Na última semana, ocorreu em Brasília a 21ª edição do Acampamento Terra Livre (ATL), que é a maior mobilização de Povos Indígenas do Brasil. Talvez, do mundo. O evento acontece todos os anos no mês de abril e reúne mais de 5 mil lideranças indígenas do país todo que vêm até Brasília reivindicar direitos e demarcar a Capital nacional com jenipapo, urucum e luta por direitos.

A grandiosidade do acontecimento, porém, é inversamente proporcional à visibilidade dada pela mídia: se você não acompanha das redes sociais de pessoas e organizações indígenas, dificilmente soube da ocorrência do ATL e da violência arbitrária praticada por policiais contra os indígenas que participavam de mobilização pacífica em frente ao Congresso Nacional no dia 10/04.

Na véspera da mobilização, em reunião realizada de modo virtual entre a Articulação dos Povos Indígenas (APIB) e as forças de segurança do Distrito Federal para ajustes a respeito da mobilização, um dos participantes, posteriormente identificado como servidor do Itamaraty1, falou durante a reunião para deixar os indígenas descerem até o Congresso "e depois descer o cacete". Assim foi feito: após a marcha "A Resposta Somos Nós", em que mais de 7 mil indígenas se deslocaram da antiga FUNARTE em direção ao Congresso Nacional, a polícia do Distrito Federal, de modo truculento e injustificado, atacou os indígenas com gás lacrimogêneo e spray de pimenta.

Nada de novo sob o sol.

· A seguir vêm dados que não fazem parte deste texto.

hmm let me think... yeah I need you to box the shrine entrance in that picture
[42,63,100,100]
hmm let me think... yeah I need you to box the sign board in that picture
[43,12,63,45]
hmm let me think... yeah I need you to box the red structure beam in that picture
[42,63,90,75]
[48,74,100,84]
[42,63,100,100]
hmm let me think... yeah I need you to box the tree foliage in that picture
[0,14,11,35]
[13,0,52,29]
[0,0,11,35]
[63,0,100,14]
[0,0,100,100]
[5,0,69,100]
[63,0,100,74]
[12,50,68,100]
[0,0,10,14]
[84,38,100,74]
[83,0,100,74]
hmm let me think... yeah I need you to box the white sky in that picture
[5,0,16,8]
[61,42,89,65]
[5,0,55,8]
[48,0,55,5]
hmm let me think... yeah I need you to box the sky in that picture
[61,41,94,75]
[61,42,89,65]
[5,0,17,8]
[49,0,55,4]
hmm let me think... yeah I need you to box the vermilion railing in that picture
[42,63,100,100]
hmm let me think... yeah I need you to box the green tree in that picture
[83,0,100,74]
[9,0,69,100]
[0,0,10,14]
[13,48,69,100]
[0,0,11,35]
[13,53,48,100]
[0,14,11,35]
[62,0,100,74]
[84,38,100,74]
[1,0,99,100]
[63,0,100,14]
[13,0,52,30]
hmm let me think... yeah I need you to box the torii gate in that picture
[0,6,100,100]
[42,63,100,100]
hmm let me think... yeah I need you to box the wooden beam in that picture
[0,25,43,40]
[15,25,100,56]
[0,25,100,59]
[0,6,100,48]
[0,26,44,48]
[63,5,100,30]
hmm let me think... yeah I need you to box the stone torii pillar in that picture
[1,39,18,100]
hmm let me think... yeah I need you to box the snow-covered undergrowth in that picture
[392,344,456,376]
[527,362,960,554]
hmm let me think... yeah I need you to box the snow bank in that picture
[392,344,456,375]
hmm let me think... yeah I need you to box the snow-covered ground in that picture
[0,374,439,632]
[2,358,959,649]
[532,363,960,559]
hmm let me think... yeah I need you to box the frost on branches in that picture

Afinal, é isso o que acontece todos os dias em nossos territórios: luta pacífica pela garantia de direitos, violência estatal como resposta e invisibilização.

A primeira matéria2 que noticiou o fato falava sobre atuação da polícia para conter confusão iniciada por indígenas que teriam avançado e derrubado as grades de proteção que cercam o Congresso.

No entanto, não havia grades de proteção no gramado. Não houve confusão por parte dos indígenas. Aconteceu apenas uma violência arbitrária e premeditada da polícia contra indígenas que protestavam pacificamente e em seguida a utilização da clássica estratégia de narrativa que coloca grupos ditos minoritários como vilões e o Estado violador e violento como fiel da balança.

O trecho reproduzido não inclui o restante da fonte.